Their specialities are cicchetti with baccalà mantecato, maybe the best baccalà mantecato in the world after the one that my beloved and fantastic cook and husband Paolo makes for me… :))
LikeLiked by 1 person
What nice memories you have, in Venice, cara Daniela. Now, I just have to try Paolo’s baccalà mantecato (but not trippa), for sure. 🙂
LikeLike
Wonderful reflections! Right place, right time – gotta love it. And thanks for sharing the link about the Kapoor exhibiti at the Biennale.
LikeLike
Hi, Annie. It’s those unplanned happenings that seem to yield true gold, eh? I loved that Kapoor sculpture on your blog. (For anyone else reading this, go to the Churches in Venice link on my blogroll, if you don’t already follow Annie’s excellent blog.)
LikeLike
Another regular customer of Gia Schiavi here. Our photos are not nearly as classy or artistic as yours, Yvonne. Ours all include someone with a glass of wine or a plate of cicchetti in their hand. Be sure and put it on your list of places to go during the next trip. I’ll join you for a prosecco or vino rosso. We think the cicchetti with tonno is the best in Venice!
LikeLiked by 1 person
It’s a date ( or two), Barb!! Serves me right for not sticking my nose in, doesn’t it?
LikeLike
Me and my husband we both love this place. We try to go whenever we’re in in the mood for some prosecco and “cicchetti”.

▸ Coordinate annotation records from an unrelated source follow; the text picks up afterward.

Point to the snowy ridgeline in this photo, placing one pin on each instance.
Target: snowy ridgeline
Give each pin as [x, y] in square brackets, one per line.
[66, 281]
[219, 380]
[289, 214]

Still a good place DESPITE being so popular now.
LikeLiked by 1 person
Buongiorno, Irina. I can’t believe I haven’t gone in there. Next time, for sure!
LikeLike
Yvonne, Gia Schiavi has been our home away from home for many years. This past December was very sad for us as Lino, the patriarch, had passed away. Lino had the most adorable smile.
Lino could sell a footless person shoes. If you wanted one bottle of Schiopetto or a Jermann perhaps, he would sell you five. Plus, you would walk away with a panettone from Tonolo or a bag of Buranelli. And you would do it with a smile. I adored him.
One of his sons was kind enough to show us many photos and articles about Lino this past January. We shared with them a wonderful photo of
Lino with his adorable, impish and wonderful smile.
Thank you for your wonderful post. I must admit to some teariness now!
LikeLike
Well, what a lovely tale you have shared with us, Susie. I’m so sorry I never met Lino, he sounds like quite the fellow. Has he instilled the salesmanship in the next generation, do you think?
LikeLike
His children and wife are much more reserved than Lino. But they are all very nice and knowledgeable about the wines in their shop. I can’t imagine them blowing me kisses the way Lino always did 😦
LikeLike
The reflection of San Trovaso superimposed to the stars and the tree made of corks creates a very festive image. It would be great for a Christmas poster. It makes me smile.
LikeLike
It was just one of those happy stumble-upons, again, Daniel. We can’t get enough of them, can we?